Gov Kathy Hochul welcomed the Senecas’ action as well.

“I am pleased to have reached an agreement for the resumption of payments on terms that serve both the State and the Nation and that benefit Western New York communities, and I look forward to beginning discussions toward a new compact,” she said in a statement.

“I have no idea about the timing,” Searles said. “We’ve had no formal contact. We find out about these things from the media.”

The last time the county received a quarterly payment from New York state was the second quarter of 2016.

The Senecas announced the following spring that they interpreted the gaming compact did not require payments to the state in the last seven years of the pact. That set off a four-year legal effort that led to a string of defeats for the Senecas, including arbitration and federal court decisions.

Searles said the last revenue sharing payment from the state covering slot machine revenues from the Seneca Allegany Casino totaled about $1.9 million.

The city of Salamanca, the Salamanca school district and Cattaraugus County have an agreement to divide the revenue sharing payments from the state.

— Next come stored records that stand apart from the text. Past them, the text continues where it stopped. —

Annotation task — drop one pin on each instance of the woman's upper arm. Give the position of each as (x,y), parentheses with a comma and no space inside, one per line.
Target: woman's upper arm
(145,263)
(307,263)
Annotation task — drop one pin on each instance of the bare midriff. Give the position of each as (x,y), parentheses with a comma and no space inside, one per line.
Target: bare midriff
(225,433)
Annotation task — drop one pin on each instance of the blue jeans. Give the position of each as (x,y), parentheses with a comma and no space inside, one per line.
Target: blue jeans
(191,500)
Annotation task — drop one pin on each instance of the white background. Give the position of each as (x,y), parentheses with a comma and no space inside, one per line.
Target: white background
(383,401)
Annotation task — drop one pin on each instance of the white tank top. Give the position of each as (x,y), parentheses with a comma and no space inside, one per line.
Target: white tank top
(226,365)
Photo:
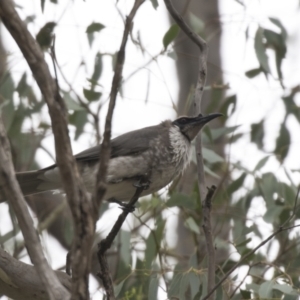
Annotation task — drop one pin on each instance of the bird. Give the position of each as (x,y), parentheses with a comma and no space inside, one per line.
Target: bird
(159,153)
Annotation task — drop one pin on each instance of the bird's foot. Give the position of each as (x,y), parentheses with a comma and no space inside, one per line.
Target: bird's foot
(142,182)
(124,206)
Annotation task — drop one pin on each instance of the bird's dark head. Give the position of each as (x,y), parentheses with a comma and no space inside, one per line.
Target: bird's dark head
(190,126)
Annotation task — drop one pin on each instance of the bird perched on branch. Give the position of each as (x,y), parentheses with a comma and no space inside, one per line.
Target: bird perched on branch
(159,153)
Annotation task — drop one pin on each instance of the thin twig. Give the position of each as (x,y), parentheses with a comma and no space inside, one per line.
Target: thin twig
(105,147)
(106,243)
(206,209)
(79,202)
(13,193)
(202,72)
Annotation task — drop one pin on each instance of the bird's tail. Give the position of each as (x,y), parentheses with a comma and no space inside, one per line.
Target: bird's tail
(34,182)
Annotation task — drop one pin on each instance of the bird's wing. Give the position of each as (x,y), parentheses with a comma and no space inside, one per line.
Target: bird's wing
(131,143)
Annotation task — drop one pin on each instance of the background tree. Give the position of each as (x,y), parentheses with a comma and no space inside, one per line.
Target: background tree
(258,198)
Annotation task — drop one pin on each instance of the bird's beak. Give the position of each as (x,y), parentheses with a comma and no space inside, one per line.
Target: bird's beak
(195,125)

The first tier payments call for replacing property tax revenue lost when a member of the Seneca Nation purchases property on the Allegany Territory in the city of Salamanca.

Other tiers of revenue sharing were used to cover direct costs and economic development efforts. The last payments did not include enough revenue to cover second tier costs, Searles said.

Cattaraugus County received $318,476 from that second quarter payment in 2016, the city of Salamanca received $248,570 and the school district got $1.4 million, Searles said. Of that amount, $701,105 was to cover property tax losses and a little less than $1.03 million toward direct costs.

The Senecas have placed nearly $500 million in escrow to be able to pay for the settlement with the state.

“I don’t know what the split (for the Seneca Allegany Casino) will be,” Searles said. “I don’t know what the impact of COVID-19 has been on slot machines at the casino.”

Based on the last revenue sharing payment in 2016, the county would receive a back payment from the state of $1.2 million that year. If the county’s share were reduced to as little as $1 million a year, it would still be a more than $5 million payday.

Searles expects legislators will be talking about how to use the funds. “They are aware of it and they’re talking about it now,” he added.

The city of Salamanca is reportedly eyeing revenue sharing payments of $20 million or more, but owes the state about $15 million it has borrowed against the expected casino payment. Mayor Sandra L. Magiera could not be reached for comment.

Assemblyman Joseph Giglio, R-Gowanda, said he was glad that the issues have been resolved and work can now begin for a solution for the Nation and for the communities in which casinos are located.

“Negotiations for a new compact to replace the current agreement, which is set to expire next year, will give all parties involved the opportunity for a fresh and prosperous working relationship,” the assemblyman said.